08-02-2019 | Publication

Global pork production has increased fourfold over the last 50 years and is expected to continue growing during the next three decades. This may have considerable implications for feed use, land requirements, and nitrogen emissions.

Method to calculate pig production

To analyze the development of the pig production sector at the scale of world regions, we developed the IMAGE-Pig model to describe changes in feed demand, feed conversion ratios (FCRs), nitrogen use efficiency (NUE) and nitrogen excretion for backyard, intermediate and intensive systems during the past few decades as a basis to explore future scenarios. For each region and production system, total production, productive characteristics and dietary compositions were defined for the 1970–2005 period.

Historical results

The results show that due to the growing pork production total feed demand has increased by a factor of two (from 229 to 471Tg dry matter).

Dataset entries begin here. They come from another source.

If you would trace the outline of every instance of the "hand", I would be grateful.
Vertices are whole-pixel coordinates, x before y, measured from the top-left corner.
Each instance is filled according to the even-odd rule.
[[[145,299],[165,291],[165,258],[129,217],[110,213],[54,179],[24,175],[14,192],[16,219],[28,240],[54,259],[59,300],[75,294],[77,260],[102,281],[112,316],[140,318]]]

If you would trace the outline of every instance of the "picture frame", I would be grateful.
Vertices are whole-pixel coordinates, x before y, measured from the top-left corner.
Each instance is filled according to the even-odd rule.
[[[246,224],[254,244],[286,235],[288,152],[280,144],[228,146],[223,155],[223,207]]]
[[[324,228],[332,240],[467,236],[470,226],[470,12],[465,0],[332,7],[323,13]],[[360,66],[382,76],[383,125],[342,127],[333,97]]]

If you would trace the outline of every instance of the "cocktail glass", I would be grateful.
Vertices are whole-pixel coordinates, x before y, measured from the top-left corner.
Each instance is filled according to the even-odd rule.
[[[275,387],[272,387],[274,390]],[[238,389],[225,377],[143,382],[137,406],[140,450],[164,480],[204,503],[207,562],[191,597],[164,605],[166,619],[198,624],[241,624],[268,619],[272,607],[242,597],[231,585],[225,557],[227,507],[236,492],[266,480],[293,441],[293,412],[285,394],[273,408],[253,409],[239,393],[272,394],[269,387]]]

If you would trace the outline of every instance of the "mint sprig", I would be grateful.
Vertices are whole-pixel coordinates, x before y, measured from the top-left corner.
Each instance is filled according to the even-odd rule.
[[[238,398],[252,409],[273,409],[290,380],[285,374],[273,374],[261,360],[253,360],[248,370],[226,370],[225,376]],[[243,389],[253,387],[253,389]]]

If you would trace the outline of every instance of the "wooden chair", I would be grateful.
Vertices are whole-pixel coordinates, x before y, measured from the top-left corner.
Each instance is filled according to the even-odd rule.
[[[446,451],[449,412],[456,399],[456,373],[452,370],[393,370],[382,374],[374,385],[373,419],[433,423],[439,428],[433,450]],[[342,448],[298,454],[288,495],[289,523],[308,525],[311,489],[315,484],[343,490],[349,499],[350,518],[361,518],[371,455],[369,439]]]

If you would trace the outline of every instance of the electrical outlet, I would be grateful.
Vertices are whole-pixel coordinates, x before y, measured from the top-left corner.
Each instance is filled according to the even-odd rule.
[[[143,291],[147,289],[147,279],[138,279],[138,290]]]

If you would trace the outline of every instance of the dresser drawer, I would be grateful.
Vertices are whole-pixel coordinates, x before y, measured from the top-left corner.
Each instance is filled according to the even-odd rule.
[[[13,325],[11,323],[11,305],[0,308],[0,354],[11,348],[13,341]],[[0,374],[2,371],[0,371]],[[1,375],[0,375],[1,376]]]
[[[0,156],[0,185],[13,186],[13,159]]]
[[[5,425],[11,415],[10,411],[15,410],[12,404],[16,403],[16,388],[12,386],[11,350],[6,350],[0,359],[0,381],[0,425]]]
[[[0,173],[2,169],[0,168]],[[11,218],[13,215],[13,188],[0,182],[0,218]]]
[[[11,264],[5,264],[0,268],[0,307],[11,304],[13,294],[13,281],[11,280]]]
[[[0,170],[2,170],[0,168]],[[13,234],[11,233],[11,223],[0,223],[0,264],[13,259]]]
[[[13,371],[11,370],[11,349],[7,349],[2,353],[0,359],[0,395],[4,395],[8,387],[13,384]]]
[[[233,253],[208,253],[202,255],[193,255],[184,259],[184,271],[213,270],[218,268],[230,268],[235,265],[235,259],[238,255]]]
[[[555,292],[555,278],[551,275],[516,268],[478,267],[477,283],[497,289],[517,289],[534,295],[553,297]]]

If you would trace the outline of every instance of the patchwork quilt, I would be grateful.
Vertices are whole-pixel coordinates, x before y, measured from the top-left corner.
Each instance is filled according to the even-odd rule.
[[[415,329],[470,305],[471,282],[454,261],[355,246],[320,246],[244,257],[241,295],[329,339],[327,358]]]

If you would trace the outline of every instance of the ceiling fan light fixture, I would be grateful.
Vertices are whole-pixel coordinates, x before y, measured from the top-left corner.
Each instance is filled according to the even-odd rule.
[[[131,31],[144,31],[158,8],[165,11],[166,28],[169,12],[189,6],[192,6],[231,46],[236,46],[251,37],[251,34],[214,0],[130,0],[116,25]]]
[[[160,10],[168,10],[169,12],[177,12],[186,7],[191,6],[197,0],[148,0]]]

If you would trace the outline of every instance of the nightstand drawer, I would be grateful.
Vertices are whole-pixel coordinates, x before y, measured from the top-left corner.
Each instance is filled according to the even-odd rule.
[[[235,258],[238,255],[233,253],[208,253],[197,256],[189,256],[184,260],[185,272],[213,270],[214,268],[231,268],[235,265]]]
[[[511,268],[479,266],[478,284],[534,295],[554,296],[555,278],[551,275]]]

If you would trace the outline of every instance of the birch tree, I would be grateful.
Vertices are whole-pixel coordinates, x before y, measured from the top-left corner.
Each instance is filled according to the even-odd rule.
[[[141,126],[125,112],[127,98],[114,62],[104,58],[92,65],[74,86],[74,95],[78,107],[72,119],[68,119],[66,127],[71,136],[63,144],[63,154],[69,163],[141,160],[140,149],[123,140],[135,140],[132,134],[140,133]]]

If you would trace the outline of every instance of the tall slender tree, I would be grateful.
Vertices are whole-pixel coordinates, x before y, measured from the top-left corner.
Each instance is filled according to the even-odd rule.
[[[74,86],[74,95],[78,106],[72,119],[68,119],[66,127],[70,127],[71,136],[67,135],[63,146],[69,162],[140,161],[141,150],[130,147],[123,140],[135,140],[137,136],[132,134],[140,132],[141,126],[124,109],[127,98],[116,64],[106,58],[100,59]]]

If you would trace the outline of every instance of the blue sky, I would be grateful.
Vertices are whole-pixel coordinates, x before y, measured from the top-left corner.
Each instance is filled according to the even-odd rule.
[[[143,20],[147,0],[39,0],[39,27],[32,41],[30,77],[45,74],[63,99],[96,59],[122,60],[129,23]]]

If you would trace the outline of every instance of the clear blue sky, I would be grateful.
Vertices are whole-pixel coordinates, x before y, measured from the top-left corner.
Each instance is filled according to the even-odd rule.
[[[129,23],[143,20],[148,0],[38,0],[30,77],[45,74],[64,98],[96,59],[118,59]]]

This is despite the improvement of FCRs during the 1970–2005 period, which has reduced the feed use per kg of product. The increase of nitrogen use efficiency was slower than the improvement of FCRs due to increasing protein content in the feed rations. As a result, total N excretion increased by more than a factor of two in the 1970–2005 period (from 4.6 to 11.1 Tg N/year).

Scenario results

For the period up to 2050, the Shared Socio-economic Pathways (SSPs) provide information on levels of human consumption, technical development and environmental awareness. The sustainability of pig production systems for the coming decades will be based not only on the expected efficiency improvements at the level of animal breeds, but also on four additional pillars: (i) use of alternative feed sources not competing with human food, (ii) reduction of the crude protein content in rations, (iii) the proper use of slurries as fertilizers through coupling of crop and livestock production and (iv) moderation of the human pork consumption.